Suspend and shutdown
Jim Cornette
fc-cornette at insight.rr.com
Wed Mar 1 04:01:53 UTC 2006
Uno Engborg wrote:
> In FC5T3 all users have the menus "Shut down..." and "Suspend" in their
> Gnome "Desktop" menu, and if they select it the shutdown or suspend
> happens without asking the user for
> a root password.
>
>
> This is awful in multi user environments, or when remote desktops are used.
> Is there some easy way of turning this off?
> Is this the default Gnome 2.14 behavior?
>
> At the very least the user shoould be prompted for a root or even better
> a sudo password before he is allowed to do this. It also creates far
> too many menu items in the Desktop menu that are very similar. The old
> FC4 way of doing this was much better from a usability perspective.
>
> Regards
> Uno Engborg
>
There is a pam program called consolehelper. There is also a /bin entry
for the commands that are actually links to consolehelper. This gives
the effect of running 'consolehelper pm-suspend' whicg does not need
root access to initiate a shutdown or sleep.

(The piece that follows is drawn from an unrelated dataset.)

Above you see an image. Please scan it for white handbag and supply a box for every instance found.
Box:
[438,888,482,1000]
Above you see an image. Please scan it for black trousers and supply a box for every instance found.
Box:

There is the real program under the /sbin directory it needs root access.
Example:
locate pm-suspend
/etc/pam.d/pm-suspend
/etc/security/console.apps/pm-suspend
/usr/bin/pm-suspend
/usr/sbin/pm-suspend
ls -la /usr/bin/pm-suspend
lrwxrwxrwx 1 root root 13 Feb 13 23:11 /usr/bin/pm-suspend -> consolehelper
[root at localhost etc]# ls -la /usr/sbin/pm-suspend
-rwxr-xr-x 1 root root 415 Feb 12 03:46 /usr/sbin/pm-suspend
locate poweroff
/etc/pam.d/poweroff
/etc/security/console.apps/poweroff
/lib/modules/2.6.15-1.1977_FC5/kernel/drivers/char/ipmi/ipmi_poweroff.ko
/sbin/poweroff
/usr/bin/poweroff
ls -la /usr/bin/poweroff
lrwxrwxrwx 1 root root 13 Feb 13 22:50 /usr/bin/poweroff -> consolehelper
[root at localhost etc]# ls -la /sbin/poweroff
lrwxrwxrwx 1 root root 4 Feb 26 08:00 /sbin/poweroff -> halt
Basically, you need to stop the consolehelper pm-suspend from allowing
shutdown or suspend via consolehelper.
I never tried this limiting system factor. Removing the power cord is
more deadly on the system. Multi-user systems are probably secured
physically.
Jim
--
Well fix that in the next (upgrade, update, patch release, service pack).